Yvette finishes her day waiting tables
at the diner, does a quick wash-up
in the employees only sink before heading off
to her second job at the piece of shit motel—
no families stay here, just down-on-their-luck
boys running from brutal fathers and parole officers.
Yvette feels sorry for them in some sad way,
checks to make sure there ain’t no needles or spoons
in the parking and no one was murdered. She ain’t gonna
work here forever but they’re suckers for a forgiving face
and she wears hers like mercy. Her memory goes back
a long way. She takes care to fold the towels nice.
Down the levee road
the natural silence of the bayou
pierced by heckles of gathered birds.
They’re strung out on the lines from dump
to dump, the houses barely standing.
A few suspendered men, beers in ham-hocked
fists, are visible in Roscoe’s Bait and Tackle.

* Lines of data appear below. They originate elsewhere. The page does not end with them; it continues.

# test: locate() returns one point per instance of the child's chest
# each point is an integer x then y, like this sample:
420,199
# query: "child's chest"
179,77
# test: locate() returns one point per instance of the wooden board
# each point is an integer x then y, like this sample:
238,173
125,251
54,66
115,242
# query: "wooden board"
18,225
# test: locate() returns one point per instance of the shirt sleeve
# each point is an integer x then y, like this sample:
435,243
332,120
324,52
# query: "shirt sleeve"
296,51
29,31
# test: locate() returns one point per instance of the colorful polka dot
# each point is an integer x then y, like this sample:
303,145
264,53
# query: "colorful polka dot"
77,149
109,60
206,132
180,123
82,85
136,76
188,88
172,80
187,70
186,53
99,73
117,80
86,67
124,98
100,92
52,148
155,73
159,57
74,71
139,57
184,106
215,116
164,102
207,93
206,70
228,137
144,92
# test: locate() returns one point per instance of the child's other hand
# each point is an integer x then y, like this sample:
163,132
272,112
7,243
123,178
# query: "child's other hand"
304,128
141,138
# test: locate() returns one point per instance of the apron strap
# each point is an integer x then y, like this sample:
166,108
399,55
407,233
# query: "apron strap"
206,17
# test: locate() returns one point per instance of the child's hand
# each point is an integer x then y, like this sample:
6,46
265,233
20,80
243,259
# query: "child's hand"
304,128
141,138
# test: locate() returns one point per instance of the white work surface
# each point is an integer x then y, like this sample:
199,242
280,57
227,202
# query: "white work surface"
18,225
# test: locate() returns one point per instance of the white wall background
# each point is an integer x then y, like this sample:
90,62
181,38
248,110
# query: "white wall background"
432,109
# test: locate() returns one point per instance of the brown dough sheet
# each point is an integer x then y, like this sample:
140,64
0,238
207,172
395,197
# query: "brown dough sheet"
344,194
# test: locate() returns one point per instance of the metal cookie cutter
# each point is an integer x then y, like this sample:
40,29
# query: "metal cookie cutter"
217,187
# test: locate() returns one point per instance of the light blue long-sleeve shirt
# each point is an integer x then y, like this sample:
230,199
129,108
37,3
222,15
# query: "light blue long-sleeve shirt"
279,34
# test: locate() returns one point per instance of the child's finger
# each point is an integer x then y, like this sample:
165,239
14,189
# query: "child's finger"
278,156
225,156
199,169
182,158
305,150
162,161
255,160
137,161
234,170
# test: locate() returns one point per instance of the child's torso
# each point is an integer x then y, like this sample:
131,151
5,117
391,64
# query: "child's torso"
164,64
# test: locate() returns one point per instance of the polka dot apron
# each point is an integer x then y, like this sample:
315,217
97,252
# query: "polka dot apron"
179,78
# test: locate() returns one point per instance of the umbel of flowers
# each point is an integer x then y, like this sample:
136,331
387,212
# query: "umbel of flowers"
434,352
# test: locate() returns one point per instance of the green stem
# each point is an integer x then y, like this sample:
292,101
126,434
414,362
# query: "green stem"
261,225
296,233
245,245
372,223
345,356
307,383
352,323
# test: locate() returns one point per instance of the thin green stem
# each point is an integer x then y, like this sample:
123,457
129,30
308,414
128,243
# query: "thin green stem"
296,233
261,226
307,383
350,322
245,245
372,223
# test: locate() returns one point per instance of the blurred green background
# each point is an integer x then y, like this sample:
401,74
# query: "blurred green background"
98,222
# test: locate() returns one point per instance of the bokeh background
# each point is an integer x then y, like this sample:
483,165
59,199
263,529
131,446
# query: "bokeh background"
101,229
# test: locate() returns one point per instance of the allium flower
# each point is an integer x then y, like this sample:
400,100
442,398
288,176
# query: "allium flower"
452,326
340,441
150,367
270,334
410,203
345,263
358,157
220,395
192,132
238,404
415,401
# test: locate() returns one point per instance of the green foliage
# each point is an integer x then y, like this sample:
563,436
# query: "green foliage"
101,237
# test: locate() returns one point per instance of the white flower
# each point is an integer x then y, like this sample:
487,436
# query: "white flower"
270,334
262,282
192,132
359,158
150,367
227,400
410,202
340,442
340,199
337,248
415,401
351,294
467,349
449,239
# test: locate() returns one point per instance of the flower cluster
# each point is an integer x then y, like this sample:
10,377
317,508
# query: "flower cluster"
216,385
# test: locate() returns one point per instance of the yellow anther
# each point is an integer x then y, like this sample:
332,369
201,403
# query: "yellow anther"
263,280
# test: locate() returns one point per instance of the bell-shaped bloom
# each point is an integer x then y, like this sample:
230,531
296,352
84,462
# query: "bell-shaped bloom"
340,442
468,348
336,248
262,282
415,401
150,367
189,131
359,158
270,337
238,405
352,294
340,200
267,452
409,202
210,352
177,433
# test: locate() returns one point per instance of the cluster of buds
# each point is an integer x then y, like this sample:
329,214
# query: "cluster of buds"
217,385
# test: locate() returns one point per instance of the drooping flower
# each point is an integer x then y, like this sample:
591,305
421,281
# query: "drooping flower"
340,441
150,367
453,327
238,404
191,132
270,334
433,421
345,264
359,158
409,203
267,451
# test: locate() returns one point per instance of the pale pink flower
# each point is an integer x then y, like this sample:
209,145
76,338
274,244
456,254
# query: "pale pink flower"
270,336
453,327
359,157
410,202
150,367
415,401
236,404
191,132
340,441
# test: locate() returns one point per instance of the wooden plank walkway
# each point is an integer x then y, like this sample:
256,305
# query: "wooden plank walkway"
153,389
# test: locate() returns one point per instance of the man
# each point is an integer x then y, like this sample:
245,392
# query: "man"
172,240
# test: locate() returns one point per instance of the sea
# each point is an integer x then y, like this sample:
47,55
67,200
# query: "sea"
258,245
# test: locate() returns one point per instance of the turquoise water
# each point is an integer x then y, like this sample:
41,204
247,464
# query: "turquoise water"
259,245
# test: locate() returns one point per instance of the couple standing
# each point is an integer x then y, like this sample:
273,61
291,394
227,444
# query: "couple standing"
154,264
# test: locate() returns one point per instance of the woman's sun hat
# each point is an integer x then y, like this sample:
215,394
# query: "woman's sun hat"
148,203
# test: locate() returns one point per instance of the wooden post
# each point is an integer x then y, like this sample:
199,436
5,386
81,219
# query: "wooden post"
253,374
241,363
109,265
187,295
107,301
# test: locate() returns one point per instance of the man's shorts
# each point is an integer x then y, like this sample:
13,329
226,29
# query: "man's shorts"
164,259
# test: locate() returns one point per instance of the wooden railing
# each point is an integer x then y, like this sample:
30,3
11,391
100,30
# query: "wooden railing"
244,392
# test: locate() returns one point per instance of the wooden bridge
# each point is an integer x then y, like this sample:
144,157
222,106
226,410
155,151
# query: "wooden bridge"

The door opens and closes constantly for worms
and air conditioning. Dancers from Bayou Strip
down Cutoff Road do a quick calculation,
slink in to grab a daiquiri slush before their shifts,
bum a smoke, hit up the least gamey guys
for a lap dance later, the rent’s coming due
and hootchie bras don’t come cheap.
Ancient fishing boats, paint curled and crackled
so thin, it’s hard not to grab and pull a strip off,
but the boats don’t put up for painting till after the season.
Some do double duty in the glory of late afternoons
ferrying locals to a crab joint out at the pier—
reachable by a road old as God himself,
easier by water, slipping soft as a whisper up to the dock.
Ice cold Dixies and bubbling butter, the pilings strung
with small white bulbs, it feels like Christmas.
Every Friday night at the edge of the Delta, Zydeco
gets the feet tapping, accordions too. After a nightfall
too dark for whispers, Captains ferry everyone
back to where they belong. Weather follows them home
like a wily fox, their wise and forgiving hearts traveling light.
Tobi Alfier (Cogswell) is a multiple Pushcart nominee and multiple Best of the Net nominee. Her chapbook Down Anstruther Way (Scotland poems) was published by FutureCycle Press. Her full-length collection Somewhere, Anywhere, Doesn’t Matter Where is recently out from Kelsay Books. She is co-editor of San Pedro River Review (www.bluehorsepress.com). By The Delta was first published in transformation by the raffish.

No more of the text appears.